MARS: A Motif-based Autoregressive Model for Retrosynthesis Prediction
- URL: http://arxiv.org/abs/2209.13178v1
- Date: Tue, 27 Sep 2022 06:29:35 GMT
- Title: MARS: A Motif-based Autoregressive Model for Retrosynthesis Prediction
- Authors: Jiahan Liu, Chaochao Yan, Yang Yu, Chan Lu, Junzhou Huang, Le Ou-Yang,
Peilin Zhao
- Abstract summary: We propose a novel end-to-end graph generation model for retrosynthesis prediction.
It sequentially identifies the reaction center, generates the synthons, and adds motifs to the synthons to generate reactants.
Experiments on a benchmark dataset show that the proposed model significantly outperforms previous state-of-the-art algorithms.

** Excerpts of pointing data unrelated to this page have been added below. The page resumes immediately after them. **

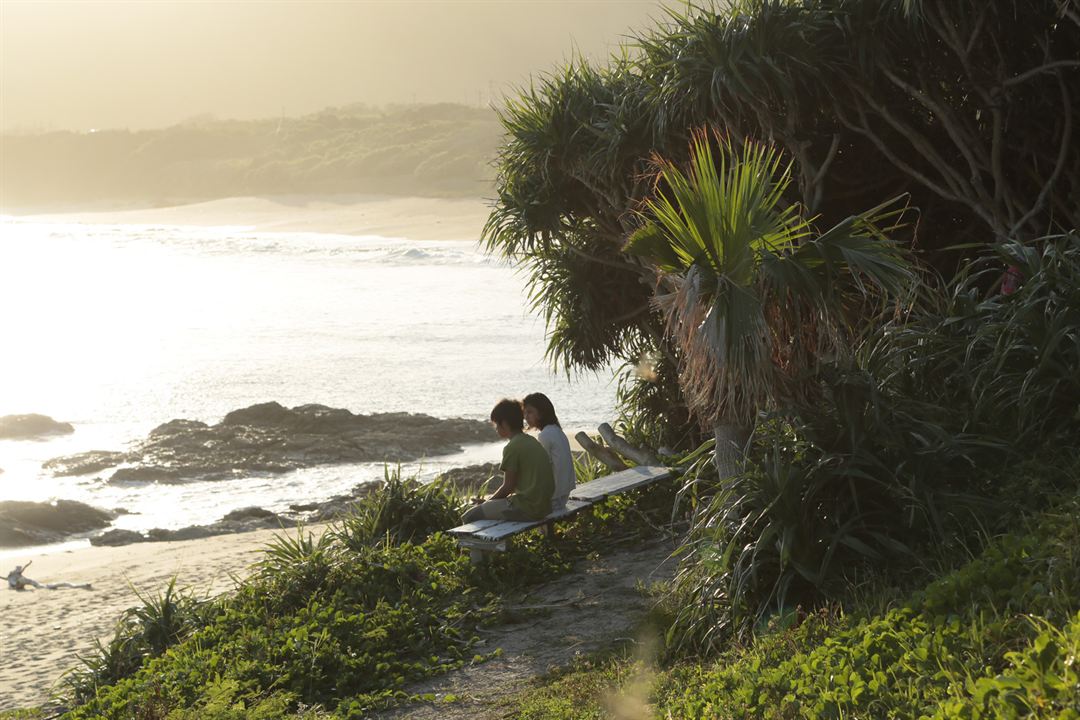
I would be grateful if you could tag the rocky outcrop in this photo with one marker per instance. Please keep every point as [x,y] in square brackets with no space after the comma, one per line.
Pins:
[244,519]
[31,426]
[24,522]
[271,438]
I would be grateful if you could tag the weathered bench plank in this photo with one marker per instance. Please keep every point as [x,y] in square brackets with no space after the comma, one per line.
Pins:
[498,530]
[617,483]
[486,535]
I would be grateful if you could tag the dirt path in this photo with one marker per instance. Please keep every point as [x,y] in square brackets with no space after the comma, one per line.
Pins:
[586,610]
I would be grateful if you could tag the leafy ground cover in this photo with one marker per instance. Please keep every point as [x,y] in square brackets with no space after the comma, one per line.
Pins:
[335,626]
[997,637]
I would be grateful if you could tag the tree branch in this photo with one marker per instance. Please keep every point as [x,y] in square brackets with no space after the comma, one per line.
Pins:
[1062,157]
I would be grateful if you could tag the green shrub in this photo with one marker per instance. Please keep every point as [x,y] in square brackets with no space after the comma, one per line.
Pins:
[966,647]
[403,510]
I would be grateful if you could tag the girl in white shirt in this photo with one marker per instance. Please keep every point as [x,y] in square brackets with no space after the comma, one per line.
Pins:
[540,413]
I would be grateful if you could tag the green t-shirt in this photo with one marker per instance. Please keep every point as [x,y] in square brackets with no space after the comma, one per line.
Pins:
[536,484]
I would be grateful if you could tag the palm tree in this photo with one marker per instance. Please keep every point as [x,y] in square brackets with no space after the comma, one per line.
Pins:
[752,296]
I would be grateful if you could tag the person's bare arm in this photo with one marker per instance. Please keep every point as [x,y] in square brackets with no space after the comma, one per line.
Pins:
[509,485]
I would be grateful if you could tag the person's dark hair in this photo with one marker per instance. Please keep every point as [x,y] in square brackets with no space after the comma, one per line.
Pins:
[543,407]
[510,412]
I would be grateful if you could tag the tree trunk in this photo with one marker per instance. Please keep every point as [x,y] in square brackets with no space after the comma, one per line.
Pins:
[730,449]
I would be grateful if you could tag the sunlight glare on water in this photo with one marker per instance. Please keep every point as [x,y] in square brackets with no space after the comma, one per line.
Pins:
[119,328]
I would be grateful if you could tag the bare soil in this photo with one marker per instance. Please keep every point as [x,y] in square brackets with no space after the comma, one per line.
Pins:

- Score: 54.75583184356392
- License: http://arxiv.org/licenses/nonexclusive-distrib/1.0/
- Abstract: Retrosynthesis is a major task for drug discovery. It is formulated as a
graph-generating problem by many existing approaches. Specifically, these
methods firstly identify the reaction center, and break target molecule
accordingly to generate synthons. Reactants are generated by either adding
atoms sequentially to synthon graphs or directly adding proper leaving groups.
However, both two strategies suffer since adding atoms results in a long
prediction sequence which increases generation difficulty, while adding leaving
groups can only consider the ones in the training set which results in poor
generalization. In this paper, we propose a novel end-to-end graph generation
model for retrosynthesis prediction, which sequentially identifies the reaction
center, generates the synthons, and adds motifs to the synthons to generate
reactants. Since chemically meaningful motifs are bigger than atoms and smaller
than leaving groups, our method enjoys lower prediction complexity than adding
atoms and better generalization than adding leaving groups. Experiments on a
benchmark dataset show that the proposed model significantly outperforms
previous state-of-the-art algorithms.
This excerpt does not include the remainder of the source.